“A Situation Report” (an excerpt)

Look, September 4, 1956

No one can work every day in the hot months without going stale. To break up the pattern of work, we fish the Gulf Stream in the spring and summer months and in the fall. The changes of each season show in the sea as they do on the land. There is no monotony as long as the current is alive and moving, and each day you never know what you will meet with.

You go out early or later, depending on the tide which pushes the heavy blue water out or brings it close to shore. When the current is running well and the flying fish are coming into the air from under the bow of the Pilar, you have an even chance or better to catch dolphin and small tuna and to catch or lose white marlin.

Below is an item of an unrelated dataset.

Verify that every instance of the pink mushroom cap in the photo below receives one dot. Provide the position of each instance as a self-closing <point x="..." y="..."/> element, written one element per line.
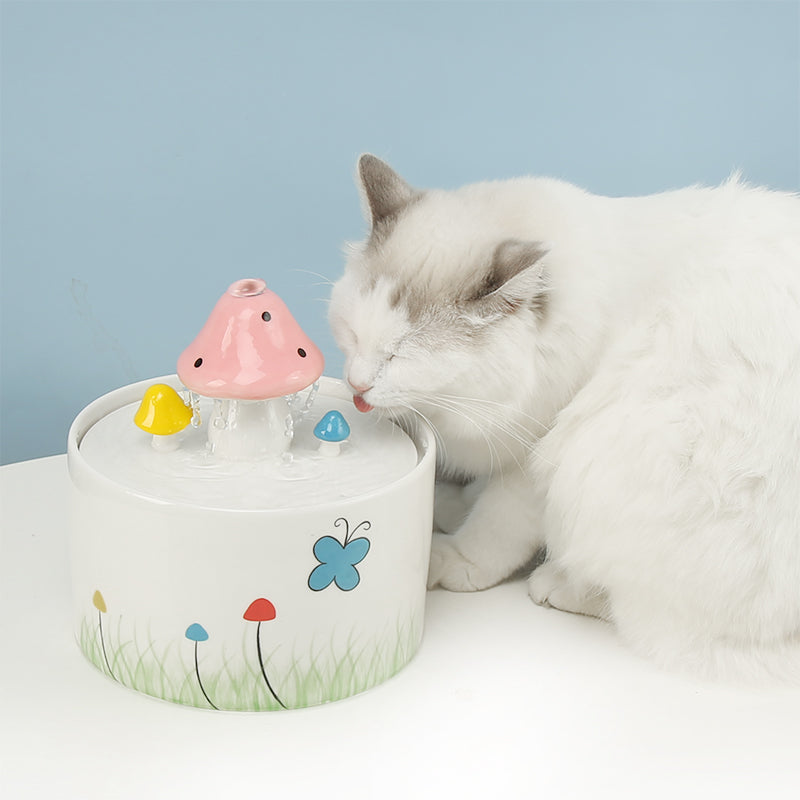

When you have finished far enough down with the current, you go into some beach to swim and have a drink while Gregorio, the mate, cooks lunch. In the late afternoon, you fish back toward home against the current until sunset. The small marlin are there in the spring and early summer and the big fish in the summer and the fall.

This fishing is what brought you to Cuba in the old days. Then you took a break on a book, or between books, of a hundred days or more and fished every day from sunup to sundown. Now, living on the hill in the country, you fish the days you pick.

It was different in Peru where we went to try to photograph big fish for the picture. There the wind blew day and night. Sand blew in your room from the desert that makes the coast and the doors banged shut with the wind.

We fished 32 days from early morning until it was too rough to photograph and the seas ran like onrushing hills with snow blowing off the tops. If you looked from the crest of a sea toward shore you could see the haze of the sand blowing as the wind furrowed the hills and scoured and sculptured them each day.

The sea birds huddled in the lee of the cliffs, coming out in clouds to dive wildly when a scouting bird would sight schoolfish moving along the shore, and the condors ate dead pelicans on the beaches. The pelicans usually died from bursting their food pouches diving and a condor would walk backwards along the beach lifting a large dead pelican as though it weighed nothing.

The marlin were large and did not fight as the fish off Cuba do. But their weight and bulk in the heavy seas made it hard work, and a fish that you would bring to gaff in eight or twelve minutes you would let run again, holding him always in close camera range, feeling his weight through the soles of your feet, your forearms and your back, and finally when he was dead tired, have Gregorio harpoon him to try for the camera shot you needed in the picture.

It was steady punishing work each day and it was fun too because the people were nice and it was a strange new sea to learn. It was good too to be back in Cuba and on Pilar again.